For a richer narrated walkthrough, open
[`docs/warm_memory_guide.html`](docs/warm_memory_guide.html) locally or publish
it with GitHub Pages.

## Development

Run tests:

```bash
python3 -m unittest discover -s tests -v
```

## LangGraph Integration

WarmMemory ships an optional `warm_memory.langgraph` module that plugs directly
into the LangGraph ecosystem.
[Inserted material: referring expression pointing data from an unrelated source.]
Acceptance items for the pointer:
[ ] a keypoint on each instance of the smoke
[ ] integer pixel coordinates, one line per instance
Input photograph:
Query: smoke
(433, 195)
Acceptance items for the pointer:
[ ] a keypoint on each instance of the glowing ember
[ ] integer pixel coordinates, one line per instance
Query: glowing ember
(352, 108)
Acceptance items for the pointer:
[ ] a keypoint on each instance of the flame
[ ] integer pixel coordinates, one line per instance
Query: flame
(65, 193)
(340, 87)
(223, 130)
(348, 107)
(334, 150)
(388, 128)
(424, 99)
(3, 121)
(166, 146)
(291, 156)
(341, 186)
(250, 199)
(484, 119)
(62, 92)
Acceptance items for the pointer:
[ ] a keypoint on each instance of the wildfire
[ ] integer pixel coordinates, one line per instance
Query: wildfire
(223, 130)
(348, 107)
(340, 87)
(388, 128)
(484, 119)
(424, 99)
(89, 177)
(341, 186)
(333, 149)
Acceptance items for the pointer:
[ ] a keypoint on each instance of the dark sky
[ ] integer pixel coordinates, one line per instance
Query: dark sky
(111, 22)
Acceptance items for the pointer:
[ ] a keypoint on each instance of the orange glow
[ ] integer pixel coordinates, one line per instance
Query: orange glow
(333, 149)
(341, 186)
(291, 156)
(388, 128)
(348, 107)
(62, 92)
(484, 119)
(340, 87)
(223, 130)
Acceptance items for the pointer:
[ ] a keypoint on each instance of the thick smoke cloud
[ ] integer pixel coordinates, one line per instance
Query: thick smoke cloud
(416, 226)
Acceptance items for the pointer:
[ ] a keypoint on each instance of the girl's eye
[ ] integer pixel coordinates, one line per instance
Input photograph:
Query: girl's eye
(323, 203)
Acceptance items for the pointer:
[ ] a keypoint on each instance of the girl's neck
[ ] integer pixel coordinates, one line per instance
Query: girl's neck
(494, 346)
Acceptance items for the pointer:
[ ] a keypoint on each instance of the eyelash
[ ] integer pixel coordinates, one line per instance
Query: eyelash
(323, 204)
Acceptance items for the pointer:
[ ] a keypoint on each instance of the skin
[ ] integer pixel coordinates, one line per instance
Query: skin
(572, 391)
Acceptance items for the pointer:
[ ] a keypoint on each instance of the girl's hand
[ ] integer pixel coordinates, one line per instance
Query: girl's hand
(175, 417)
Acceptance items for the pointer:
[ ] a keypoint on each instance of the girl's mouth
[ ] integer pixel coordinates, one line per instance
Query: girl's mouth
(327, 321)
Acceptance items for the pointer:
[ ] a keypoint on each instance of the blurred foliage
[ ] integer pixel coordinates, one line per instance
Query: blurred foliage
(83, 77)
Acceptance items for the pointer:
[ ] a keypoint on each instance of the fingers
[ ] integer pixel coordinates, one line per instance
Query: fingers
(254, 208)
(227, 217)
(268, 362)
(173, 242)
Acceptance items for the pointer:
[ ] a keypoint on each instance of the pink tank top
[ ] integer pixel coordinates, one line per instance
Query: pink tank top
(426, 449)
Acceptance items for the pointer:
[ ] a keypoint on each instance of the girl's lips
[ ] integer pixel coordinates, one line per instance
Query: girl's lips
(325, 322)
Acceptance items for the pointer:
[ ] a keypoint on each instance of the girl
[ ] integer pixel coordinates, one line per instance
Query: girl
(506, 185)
Install with the extra:

```bash
pip install warm-memory[langgraph]
```

### Drop-in `BaseStore`

`WarmStore` implements LangGraph's `BaseStore` interface with **per-namespace
warm buffers** — each namespace gets its own bounded buffer, so multi-tenant
agents don't evict each other's memory.

```python
from warm_memory.langgraph import WarmStore

store = WarmStore(capacity=16)
store.put(("alice",), "preferences", {"text": "wants concise answers"})
store.put(("alice",), "billing", {"text": "invoice overdue", "topic": "billing"})

# query-based recall (keyword scorer by default)
hits = store.search(("alice",), query="how do I pay my invoice?")

# filter operators: $eq, $ne, $gt, $gte, $lt, $lte
billing = store.search(("alice",), filter={"topic": "billing"})
```

### Bring-your-own embeddings

Swap the default keyword scorer for any LangChain `Embeddings`:

```python
from langchain_openai import OpenAIEmbeddings
from warm_memory.langgraph import EmbeddingsImportanceScorer, WarmStore

scorer = EmbeddingsImportanceScorer(OpenAIEmbeddings())
store = WarmStore(scorer=scorer)
```

Works with any LangChain embeddings provider — OpenAI, HuggingFace, Voyage,
Anthropic — or `DeterministicFakeEmbedding` for tests.

### Pre-built agent

`build_warm_memory_agent` returns a compiled LangGraph that reads warm memory
before responding and writes the new exchange back on the way out:

```python
from warm_memory.langgraph import WarmStore, build_warm_memory_agent

store = WarmStore(capacity=8)
agent = build_warm_memory_agent(model=my_chat_model, store=store)
agent.invoke({"query": "Where's my invoice?", "namespace": ("alice",)})
```

A runnable example using `FakeListChatModel` (no API keys) lives at
`examples/langgraph_warm_agent.py`.

### Comparative benchmark

`scripts/run_langgraph_benchmark.py` compares three retrieval strategies through
the LangGraph store API:

- `full-history`: every prior turn in the prompt (naive baseline)
- `vector-only`: LangGraph's `InMemoryStore` with an embedding index
- `warm-fallback`: `WarmStore` in front of the vector store

```bash
python3 scripts/run_langgraph_benchmark.py
```

This writes `reports/warm_memory_langgraph_benchmark.md`. Run it with synthetic
embeddings by default; set `WARM_BENCH_EMBEDDINGS=openai` (and `OPENAI_API_KEY`)
to compare against real semantic search.

## Roadmap

- ~~add an embedding-based or reranker-based importance scorer~~ (done via
  `EmbeddingsImportanceScorer`)
- ~~compare against vector-store-first baselines~~ (done via
  `warm-fallback` strategy in the LangGraph benchmark)
- benchmark against real agent traces instead of only synthetic workloads
- record actual model latency and token usage from a live LLM pipeline
- add charts and experiment summaries for publication-style reporting
- TTL support for the LangGraph `BaseStore`
- ~~publish `warm-memory` to PyPI~~ ([live at v0.2.1](https://pypi.org/project/warm-memory/))
- propose inclusion in LangGraph's third-party store list (LangChain Forum
  proposal in flight)

## License

This project is released under the MIT License. See `LICENSE`.